Contrairement aux longères de pêcheurs, les villas font face à la mer ou à la rue.

(Lorsque leur façade donne sur la rue, de larges ouvertures sont pratiquées dans le mur côté mer).

Isolées ou jumelées, les villas balnéaires cauchoises sont surtout situées dans les valleuses ou dans les vallées des fleuves côtiers.

Aux Petites-Dalles, on les trouve en front de mer, sur la falaise, le long de la rue conduisant à la mer, le long des chemins de traverse ou à flanc de coteau (davantage sur le versant Sassetot que sur le versant Saint-Martin-aux-Buneaux, pour se protéger des vents dominants).

Ces maisons sont de type pavillon avec étage(s) (contrairement à la longère de plain pied mais comme la maison de patron-pêcheur).

Plan de masse

On profite de la pente du coteau pour construire sur cave (une «hérésie» en Pays de Caux !)  ou vide sanitaire. Le plancher du rez-de-chaussée est alors constitué de voûtins en brique et poutrelle acier type IPN (profilé en I) - sujet à la rouille.
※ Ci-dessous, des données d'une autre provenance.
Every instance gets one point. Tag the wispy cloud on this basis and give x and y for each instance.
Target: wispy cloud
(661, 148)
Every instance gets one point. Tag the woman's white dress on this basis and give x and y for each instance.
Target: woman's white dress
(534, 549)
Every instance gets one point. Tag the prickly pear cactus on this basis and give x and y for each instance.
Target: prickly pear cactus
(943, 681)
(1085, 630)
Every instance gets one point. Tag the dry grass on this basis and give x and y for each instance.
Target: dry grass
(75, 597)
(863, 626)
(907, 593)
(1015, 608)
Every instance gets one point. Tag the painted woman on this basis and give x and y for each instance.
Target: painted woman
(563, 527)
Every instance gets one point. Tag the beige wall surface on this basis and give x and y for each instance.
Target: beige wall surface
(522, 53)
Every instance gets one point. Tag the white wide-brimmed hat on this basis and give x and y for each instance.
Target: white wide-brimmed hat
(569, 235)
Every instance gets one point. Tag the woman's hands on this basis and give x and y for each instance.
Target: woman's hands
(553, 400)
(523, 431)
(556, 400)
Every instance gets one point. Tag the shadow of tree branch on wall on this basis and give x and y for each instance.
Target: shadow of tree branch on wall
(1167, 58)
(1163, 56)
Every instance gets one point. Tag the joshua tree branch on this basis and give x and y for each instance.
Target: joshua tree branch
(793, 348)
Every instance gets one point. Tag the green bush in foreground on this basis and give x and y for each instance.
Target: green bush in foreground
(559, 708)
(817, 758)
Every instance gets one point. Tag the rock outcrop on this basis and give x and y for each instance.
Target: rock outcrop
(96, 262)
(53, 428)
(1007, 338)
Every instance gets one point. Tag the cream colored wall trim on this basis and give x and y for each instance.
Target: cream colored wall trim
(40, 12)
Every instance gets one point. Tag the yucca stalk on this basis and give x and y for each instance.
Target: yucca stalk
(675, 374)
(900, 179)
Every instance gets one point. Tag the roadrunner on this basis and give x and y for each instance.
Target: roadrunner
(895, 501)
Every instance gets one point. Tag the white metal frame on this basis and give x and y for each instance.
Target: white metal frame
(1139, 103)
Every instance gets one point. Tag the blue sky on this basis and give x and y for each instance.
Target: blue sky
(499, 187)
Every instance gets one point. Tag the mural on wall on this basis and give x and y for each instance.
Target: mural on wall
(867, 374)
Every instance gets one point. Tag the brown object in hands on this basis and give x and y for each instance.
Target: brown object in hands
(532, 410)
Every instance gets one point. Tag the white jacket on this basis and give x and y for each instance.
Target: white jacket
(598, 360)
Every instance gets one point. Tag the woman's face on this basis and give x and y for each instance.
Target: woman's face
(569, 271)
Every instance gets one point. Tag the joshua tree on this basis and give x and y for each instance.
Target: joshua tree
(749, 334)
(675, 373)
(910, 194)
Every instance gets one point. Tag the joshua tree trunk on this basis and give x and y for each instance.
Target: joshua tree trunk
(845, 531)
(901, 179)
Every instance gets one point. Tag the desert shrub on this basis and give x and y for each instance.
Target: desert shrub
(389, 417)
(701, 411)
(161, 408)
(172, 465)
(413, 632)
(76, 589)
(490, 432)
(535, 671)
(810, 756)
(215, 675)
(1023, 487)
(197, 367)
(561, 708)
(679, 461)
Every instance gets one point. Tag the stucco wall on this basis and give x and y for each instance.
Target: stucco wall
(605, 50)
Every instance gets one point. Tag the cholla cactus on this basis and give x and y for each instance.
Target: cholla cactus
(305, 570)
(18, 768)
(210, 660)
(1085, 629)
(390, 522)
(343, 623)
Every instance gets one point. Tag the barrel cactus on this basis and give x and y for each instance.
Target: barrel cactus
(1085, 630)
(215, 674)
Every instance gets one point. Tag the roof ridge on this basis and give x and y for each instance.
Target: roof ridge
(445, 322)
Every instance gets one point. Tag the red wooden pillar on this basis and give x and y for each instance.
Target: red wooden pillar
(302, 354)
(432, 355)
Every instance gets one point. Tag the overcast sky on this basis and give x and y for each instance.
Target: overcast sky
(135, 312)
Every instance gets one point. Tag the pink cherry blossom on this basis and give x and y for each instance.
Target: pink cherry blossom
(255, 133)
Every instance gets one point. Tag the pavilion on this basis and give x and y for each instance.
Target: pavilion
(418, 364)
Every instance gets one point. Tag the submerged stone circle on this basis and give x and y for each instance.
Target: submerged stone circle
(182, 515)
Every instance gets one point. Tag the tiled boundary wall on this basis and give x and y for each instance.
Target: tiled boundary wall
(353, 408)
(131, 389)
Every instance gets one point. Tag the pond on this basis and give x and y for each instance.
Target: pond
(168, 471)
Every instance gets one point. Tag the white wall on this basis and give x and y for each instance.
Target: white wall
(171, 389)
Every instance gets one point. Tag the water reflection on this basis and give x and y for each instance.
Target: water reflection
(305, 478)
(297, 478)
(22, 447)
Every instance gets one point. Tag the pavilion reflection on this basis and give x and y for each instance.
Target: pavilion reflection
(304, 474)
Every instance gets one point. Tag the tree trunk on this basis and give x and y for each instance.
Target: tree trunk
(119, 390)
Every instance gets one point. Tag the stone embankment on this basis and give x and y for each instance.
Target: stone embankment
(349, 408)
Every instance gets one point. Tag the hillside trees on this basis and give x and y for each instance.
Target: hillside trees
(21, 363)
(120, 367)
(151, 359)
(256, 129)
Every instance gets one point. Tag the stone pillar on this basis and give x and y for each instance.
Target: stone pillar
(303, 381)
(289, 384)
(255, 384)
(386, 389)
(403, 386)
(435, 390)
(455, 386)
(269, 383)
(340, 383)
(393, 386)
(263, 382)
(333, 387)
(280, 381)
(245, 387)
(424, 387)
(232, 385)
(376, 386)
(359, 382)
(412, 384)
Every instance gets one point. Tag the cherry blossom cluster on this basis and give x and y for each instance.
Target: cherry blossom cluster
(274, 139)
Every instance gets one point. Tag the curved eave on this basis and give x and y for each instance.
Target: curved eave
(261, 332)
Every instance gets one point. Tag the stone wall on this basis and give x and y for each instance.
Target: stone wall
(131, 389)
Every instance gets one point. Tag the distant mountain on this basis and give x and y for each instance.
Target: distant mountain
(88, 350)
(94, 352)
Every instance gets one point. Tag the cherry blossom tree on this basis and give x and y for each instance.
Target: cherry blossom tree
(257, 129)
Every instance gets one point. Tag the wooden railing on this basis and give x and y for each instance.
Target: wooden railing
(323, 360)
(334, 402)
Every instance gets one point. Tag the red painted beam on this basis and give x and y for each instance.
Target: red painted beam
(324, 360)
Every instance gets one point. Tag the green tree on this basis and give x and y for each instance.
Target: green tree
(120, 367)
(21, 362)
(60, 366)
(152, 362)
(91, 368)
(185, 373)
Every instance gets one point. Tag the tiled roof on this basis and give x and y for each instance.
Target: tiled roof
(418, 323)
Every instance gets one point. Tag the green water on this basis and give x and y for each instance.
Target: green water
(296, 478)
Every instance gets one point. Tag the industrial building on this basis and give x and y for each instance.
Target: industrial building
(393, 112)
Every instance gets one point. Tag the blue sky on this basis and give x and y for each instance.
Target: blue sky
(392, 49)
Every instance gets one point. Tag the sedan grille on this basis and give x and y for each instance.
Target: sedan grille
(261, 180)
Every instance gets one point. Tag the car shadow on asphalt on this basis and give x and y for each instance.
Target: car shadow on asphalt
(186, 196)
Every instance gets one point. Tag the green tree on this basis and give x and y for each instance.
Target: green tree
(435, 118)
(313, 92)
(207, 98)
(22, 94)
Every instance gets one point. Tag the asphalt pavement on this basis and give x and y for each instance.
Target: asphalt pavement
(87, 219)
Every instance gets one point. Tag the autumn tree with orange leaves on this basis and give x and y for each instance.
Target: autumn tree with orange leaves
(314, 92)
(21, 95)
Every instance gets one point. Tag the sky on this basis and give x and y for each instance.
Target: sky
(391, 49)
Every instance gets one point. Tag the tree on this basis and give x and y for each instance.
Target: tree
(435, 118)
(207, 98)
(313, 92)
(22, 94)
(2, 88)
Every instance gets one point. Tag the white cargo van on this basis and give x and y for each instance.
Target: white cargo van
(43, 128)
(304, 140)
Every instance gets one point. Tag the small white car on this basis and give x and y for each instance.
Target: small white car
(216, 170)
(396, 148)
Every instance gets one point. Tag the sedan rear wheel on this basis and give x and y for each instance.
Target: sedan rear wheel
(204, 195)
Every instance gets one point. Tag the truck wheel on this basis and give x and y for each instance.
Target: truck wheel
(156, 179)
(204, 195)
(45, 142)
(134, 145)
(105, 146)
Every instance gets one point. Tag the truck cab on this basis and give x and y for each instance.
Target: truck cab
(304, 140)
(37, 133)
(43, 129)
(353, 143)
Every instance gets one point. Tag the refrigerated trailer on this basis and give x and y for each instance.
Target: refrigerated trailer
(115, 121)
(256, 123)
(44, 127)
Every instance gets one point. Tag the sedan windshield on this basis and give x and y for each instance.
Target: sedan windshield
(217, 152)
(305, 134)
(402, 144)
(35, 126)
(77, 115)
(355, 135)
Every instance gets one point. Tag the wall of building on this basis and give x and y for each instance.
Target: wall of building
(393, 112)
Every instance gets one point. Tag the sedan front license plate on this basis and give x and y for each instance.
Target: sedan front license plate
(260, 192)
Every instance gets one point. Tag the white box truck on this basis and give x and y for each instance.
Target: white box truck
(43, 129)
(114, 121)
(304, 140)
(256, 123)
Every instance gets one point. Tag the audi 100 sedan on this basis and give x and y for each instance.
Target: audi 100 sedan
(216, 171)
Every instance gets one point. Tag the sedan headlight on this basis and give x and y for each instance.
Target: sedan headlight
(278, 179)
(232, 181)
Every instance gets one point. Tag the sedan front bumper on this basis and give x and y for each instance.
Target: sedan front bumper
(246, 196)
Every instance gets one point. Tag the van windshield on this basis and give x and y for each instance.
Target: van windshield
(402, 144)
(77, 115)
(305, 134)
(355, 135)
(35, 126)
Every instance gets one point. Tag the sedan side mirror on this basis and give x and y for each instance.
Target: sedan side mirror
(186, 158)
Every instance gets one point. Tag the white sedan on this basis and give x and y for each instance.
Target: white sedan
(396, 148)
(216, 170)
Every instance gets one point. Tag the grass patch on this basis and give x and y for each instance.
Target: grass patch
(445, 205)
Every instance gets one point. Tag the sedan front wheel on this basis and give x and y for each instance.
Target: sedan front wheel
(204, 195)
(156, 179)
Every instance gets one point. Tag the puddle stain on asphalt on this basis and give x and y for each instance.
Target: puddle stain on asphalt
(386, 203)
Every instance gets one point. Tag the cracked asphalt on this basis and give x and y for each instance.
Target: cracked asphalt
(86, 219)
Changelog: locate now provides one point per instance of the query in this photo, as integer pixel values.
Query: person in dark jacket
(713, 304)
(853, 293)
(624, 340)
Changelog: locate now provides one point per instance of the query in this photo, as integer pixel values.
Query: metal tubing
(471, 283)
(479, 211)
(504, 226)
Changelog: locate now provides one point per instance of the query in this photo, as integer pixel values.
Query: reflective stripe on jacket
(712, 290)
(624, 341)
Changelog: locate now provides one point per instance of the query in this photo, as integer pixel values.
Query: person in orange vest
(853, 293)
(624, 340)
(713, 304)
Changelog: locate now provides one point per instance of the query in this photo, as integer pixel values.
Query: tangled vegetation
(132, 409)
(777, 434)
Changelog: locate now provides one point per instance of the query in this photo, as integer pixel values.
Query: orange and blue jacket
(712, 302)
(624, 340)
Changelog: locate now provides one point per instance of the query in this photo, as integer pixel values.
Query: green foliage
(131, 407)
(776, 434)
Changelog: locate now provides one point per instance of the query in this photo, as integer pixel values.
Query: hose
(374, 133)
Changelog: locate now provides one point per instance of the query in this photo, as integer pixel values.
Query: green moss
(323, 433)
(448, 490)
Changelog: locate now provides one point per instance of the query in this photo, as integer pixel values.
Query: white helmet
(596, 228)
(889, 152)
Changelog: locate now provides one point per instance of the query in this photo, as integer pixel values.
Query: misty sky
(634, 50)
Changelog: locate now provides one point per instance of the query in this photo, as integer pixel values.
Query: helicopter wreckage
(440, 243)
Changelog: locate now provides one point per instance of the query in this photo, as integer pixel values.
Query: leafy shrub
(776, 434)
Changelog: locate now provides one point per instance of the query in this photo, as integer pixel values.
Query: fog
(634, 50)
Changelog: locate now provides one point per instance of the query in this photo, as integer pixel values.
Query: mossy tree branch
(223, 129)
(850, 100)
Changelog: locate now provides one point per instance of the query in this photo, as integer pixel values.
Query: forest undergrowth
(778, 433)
Cette élévation entraîne la construction d'un perron (escalier extérieur avec marches droites ou tournantes), là encore en rupture avec la longère.

Il y a souvent deux entrées :

-entrée principale (côté rue)

-entrée secondaire (côté jardin / mer)

 

Détail des pièces :

Ce qui frappe au premier coup d'oeil, c'est qu'on a affaire à des petites pièces.

Sur le plan de la villa Colin :

-salle à manger (4x5,5m)

-salon (3x3,5m)

-cuisine (4x2,5m)

-office (3x1m)*

*partie d'une maison où l'on dispose tout ce qui dépend du service de table

-chambres des maîtres au Nord (pour éviter le soleil)

-chambres des employés au Sud

-chambres de bonnes sous les toits

La construction de ces villas est relativement rapide (elle débute au printemps pour s'achever à l'automne*). On peut avancer plusieurs explications : architecte maître d'oeuvre, matériaux industriels - brique rouge, poutrelles acier, mortiers, etc. - et main d'oeuvre nombreuse et bon marché.

* Voici par exemple les principales dates de la construction de la villa "Les Mouettes", celle-la même que Bernard Triponel vient d'acheter.

  • 27 mars 1884 : pose de la première pierre
  • 8 juillet 1884 : pose des sablières
  • 5 septembre 1884 : début de la couverture
  • 24 octobre 1884 : les plâtres se terminent
  • 26 novembre 1884 : pose des fenêtres
  • 28 novembre 1884 : plantation du jardin

Pour le chalet Peltier (Les Catelets), ce sera de-même, début des travaux aux premiers jours du printemps 1885 et fin à l'automne de la même année. Mon ancêtre, pour cette dernière maison, précise que l'équipe de maçons est picarde.

Pierre Wallon

À l'intérieur, le bois est omniprésent :

plafond à caissons du 1er étage

planchers des 1er et 2ème étages

lambris de la salle et du salon

escalier central

plinthe stylobate* (marque du 19ème siècle)

* moulurée

en pitchpin et sapin

solives utilisées pendant la guerre par les Allemands pour faire des pieux anti-parachute dans la plaine.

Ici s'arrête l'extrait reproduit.